Dissatisfaction in this regard is a two-way street. HR executives want to provide more quantifiable evidence of impact and value creation, but they are buried with data and struggle with what to actually do with it. One out of every two HR leaders interviewed in a recent Performitiv study said their organization does a poor job of measuring the impact of talent development, and only 8% can track ROI.

A solution to this problem is continuous improvement, and its impact can be massive. McKinsey, for example, reports having clients that see operating performance improve as much as 80% and productivity improve as much as 20% in as little as two months due to continuous improvement efforts. While other industries have embraced continuous improvement, I’ve observed that few HR organizations have implemented a comprehensive continuous improvement process.

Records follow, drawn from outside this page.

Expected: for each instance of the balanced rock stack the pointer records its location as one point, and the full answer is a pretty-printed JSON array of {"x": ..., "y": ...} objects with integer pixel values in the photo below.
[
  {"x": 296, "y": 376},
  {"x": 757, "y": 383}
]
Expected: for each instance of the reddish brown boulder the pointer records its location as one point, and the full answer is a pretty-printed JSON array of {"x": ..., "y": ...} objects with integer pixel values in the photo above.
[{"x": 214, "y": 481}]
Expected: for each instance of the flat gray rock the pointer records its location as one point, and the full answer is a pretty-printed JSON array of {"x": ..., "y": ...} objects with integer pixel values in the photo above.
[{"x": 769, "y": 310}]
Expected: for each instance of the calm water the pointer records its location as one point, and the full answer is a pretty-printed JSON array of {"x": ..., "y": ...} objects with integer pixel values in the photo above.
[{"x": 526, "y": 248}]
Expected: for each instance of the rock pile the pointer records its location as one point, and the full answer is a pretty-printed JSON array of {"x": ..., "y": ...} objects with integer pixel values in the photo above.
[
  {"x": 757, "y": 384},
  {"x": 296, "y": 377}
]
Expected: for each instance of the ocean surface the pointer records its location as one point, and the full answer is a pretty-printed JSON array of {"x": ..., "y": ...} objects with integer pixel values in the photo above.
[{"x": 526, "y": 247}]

Enter Net Impact: A New Continuous Improvement For Talent Development

Developed by leading organizations and industry experts and based on Dr. Gary Becker’s Nobel Prize-winning research on human capital, the Net Impact System (NIS) is a continuous improvement approach specific to talent development that better measures and analyzes the impact of talent investments. The Center for Talent Reporting (led by Dave Vance) discovered that, in most organizations, the talent development process has significant waste that causes them to make poor hires, misspend a portion of their L&D investments, employ poor leaders and have poor-performing employees.

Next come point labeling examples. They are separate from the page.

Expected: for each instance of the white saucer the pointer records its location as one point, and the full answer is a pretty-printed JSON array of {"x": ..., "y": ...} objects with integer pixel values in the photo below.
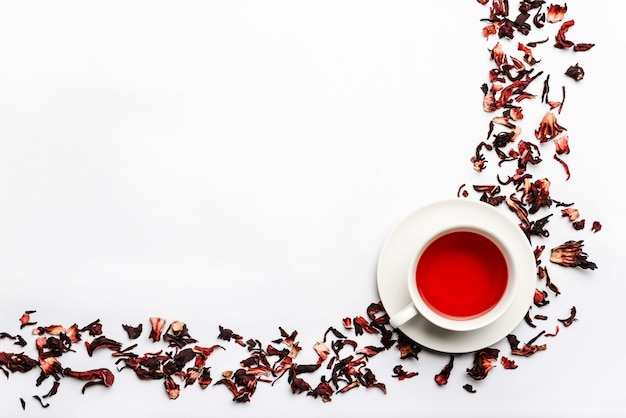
[{"x": 414, "y": 231}]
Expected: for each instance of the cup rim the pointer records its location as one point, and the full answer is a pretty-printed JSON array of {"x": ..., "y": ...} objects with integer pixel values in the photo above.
[{"x": 483, "y": 319}]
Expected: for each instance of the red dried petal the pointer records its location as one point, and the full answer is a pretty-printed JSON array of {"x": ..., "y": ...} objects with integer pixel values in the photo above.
[
  {"x": 507, "y": 363},
  {"x": 570, "y": 254},
  {"x": 581, "y": 47},
  {"x": 562, "y": 144},
  {"x": 483, "y": 363},
  {"x": 444, "y": 375},
  {"x": 548, "y": 128},
  {"x": 157, "y": 328},
  {"x": 561, "y": 41},
  {"x": 597, "y": 226},
  {"x": 556, "y": 13}
]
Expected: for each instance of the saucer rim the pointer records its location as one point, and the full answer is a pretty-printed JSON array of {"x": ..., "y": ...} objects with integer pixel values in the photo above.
[{"x": 404, "y": 238}]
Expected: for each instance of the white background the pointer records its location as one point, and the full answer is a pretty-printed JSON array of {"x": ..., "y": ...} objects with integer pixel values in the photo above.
[{"x": 241, "y": 163}]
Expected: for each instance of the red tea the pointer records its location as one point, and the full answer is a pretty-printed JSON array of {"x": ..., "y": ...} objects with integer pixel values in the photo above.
[{"x": 461, "y": 274}]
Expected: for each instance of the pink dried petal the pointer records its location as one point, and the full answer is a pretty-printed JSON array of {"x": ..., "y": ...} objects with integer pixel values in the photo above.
[
  {"x": 157, "y": 328},
  {"x": 556, "y": 13},
  {"x": 570, "y": 254},
  {"x": 562, "y": 144},
  {"x": 548, "y": 128}
]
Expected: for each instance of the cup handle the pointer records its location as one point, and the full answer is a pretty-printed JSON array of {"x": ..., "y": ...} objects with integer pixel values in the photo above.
[{"x": 408, "y": 312}]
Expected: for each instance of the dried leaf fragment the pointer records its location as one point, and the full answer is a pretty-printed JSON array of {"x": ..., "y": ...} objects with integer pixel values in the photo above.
[{"x": 570, "y": 254}]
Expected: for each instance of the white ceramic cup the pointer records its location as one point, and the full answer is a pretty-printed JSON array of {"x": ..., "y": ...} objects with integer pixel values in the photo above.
[{"x": 418, "y": 306}]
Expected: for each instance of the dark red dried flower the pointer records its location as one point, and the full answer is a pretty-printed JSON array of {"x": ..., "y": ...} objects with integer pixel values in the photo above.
[
  {"x": 16, "y": 362},
  {"x": 324, "y": 390},
  {"x": 102, "y": 342},
  {"x": 157, "y": 328},
  {"x": 442, "y": 377},
  {"x": 102, "y": 377},
  {"x": 569, "y": 320},
  {"x": 25, "y": 319},
  {"x": 469, "y": 388},
  {"x": 133, "y": 332},
  {"x": 597, "y": 226},
  {"x": 576, "y": 72},
  {"x": 561, "y": 41},
  {"x": 508, "y": 364},
  {"x": 571, "y": 213},
  {"x": 483, "y": 363},
  {"x": 408, "y": 348},
  {"x": 94, "y": 328},
  {"x": 548, "y": 128},
  {"x": 570, "y": 254},
  {"x": 401, "y": 374},
  {"x": 581, "y": 47},
  {"x": 540, "y": 298},
  {"x": 556, "y": 13}
]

I’ve found that NIS is a scientifically sound, yet practical, approach to continuous improvement meant to address these issues head-on. And leading companies around the globe are using this new method to:

• Reduce waste or “scrap learning” and increase performance.

• Predict program impact.

• Measure performance against key financial and business objectives using hard data.

• Provide a common way to score and benchmark across the entire talent development process.

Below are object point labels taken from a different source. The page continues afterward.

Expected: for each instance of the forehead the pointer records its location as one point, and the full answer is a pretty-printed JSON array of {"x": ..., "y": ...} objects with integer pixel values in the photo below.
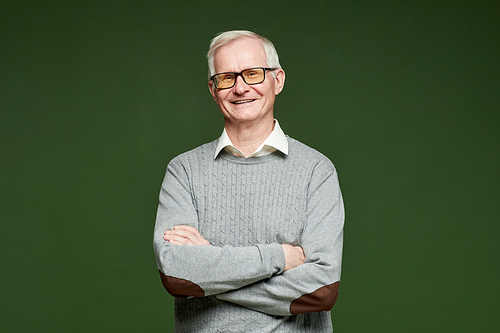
[{"x": 239, "y": 55}]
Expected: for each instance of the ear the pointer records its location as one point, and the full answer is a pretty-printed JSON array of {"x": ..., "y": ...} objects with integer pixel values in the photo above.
[
  {"x": 280, "y": 81},
  {"x": 212, "y": 90}
]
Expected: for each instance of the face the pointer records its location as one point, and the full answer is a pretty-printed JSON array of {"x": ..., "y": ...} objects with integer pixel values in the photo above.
[{"x": 245, "y": 103}]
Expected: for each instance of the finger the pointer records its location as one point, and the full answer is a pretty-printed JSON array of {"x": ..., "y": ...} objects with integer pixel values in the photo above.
[
  {"x": 196, "y": 237},
  {"x": 178, "y": 240}
]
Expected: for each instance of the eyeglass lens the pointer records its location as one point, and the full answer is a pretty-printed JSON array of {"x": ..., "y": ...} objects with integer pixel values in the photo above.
[{"x": 250, "y": 76}]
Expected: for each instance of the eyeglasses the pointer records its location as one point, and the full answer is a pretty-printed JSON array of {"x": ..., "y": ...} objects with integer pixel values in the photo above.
[{"x": 250, "y": 76}]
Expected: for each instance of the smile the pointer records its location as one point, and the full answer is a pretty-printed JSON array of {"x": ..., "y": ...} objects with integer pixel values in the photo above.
[{"x": 244, "y": 101}]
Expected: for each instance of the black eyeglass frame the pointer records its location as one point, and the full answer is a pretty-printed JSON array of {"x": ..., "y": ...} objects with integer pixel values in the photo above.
[{"x": 212, "y": 78}]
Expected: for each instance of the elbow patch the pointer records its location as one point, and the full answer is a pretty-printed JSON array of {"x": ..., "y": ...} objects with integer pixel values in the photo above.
[
  {"x": 321, "y": 299},
  {"x": 181, "y": 288}
]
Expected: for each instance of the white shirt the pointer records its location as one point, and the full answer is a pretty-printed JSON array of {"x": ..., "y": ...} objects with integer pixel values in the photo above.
[{"x": 275, "y": 141}]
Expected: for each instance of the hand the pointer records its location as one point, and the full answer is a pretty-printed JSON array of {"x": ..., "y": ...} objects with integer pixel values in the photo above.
[
  {"x": 294, "y": 256},
  {"x": 184, "y": 235}
]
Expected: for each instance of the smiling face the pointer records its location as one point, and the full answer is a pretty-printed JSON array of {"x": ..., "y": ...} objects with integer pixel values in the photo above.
[{"x": 245, "y": 103}]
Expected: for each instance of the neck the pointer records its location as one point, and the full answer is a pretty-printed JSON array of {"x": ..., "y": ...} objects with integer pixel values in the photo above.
[{"x": 247, "y": 137}]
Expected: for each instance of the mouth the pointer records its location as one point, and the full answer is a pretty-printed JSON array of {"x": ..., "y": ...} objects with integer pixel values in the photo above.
[{"x": 243, "y": 101}]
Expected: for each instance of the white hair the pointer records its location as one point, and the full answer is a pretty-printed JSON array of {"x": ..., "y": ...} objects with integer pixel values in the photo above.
[{"x": 229, "y": 37}]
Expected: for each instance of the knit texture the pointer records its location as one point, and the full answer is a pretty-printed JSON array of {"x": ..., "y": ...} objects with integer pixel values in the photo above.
[{"x": 246, "y": 208}]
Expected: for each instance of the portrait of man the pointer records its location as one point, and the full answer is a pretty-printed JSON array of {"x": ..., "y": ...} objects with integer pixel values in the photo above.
[{"x": 249, "y": 227}]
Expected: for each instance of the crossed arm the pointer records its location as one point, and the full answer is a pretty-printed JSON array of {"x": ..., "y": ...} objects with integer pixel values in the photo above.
[
  {"x": 187, "y": 235},
  {"x": 277, "y": 279}
]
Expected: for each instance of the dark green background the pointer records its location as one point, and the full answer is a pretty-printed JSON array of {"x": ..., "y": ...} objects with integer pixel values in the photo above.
[{"x": 97, "y": 96}]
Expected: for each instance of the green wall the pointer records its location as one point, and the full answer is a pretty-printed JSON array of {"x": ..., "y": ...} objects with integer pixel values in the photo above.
[{"x": 97, "y": 96}]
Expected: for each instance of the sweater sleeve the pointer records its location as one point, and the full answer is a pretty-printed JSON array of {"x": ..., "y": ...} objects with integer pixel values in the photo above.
[
  {"x": 203, "y": 270},
  {"x": 313, "y": 286}
]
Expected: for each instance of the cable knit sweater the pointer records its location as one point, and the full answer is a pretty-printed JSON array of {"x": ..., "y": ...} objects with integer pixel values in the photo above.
[{"x": 246, "y": 208}]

• Provide world-class executive reporting to business leaders.

As recent research from BCG points out, where companies used to compete based on a positional or adaptive advantage, “another basis of competition has risen above them all in the digital age: learning advantage. The winners of tomorrow will be those that can accelerate their rate of learning.” And you can do that using NIS.

There are also alternative options to NIS for continuous improvement. Some organizations have designed and implemented their own model. Some use Six Sigma’s DMAIC model, and some use Net Promoter System. NIS leverages the core components of these solutions while also providing industry benchmarks and a process map designed specifically for corporate learning programs such as leadership development, onboarding, sales training, transformation programs, etc.

If learning and talent development are a part of your competitive strategy (and they should be), don’t waste time. Embrace the “learning advantage.” Get started with NIS and gain a competitive edge through continuous improvement now. You owe it to your employees and your shareholders.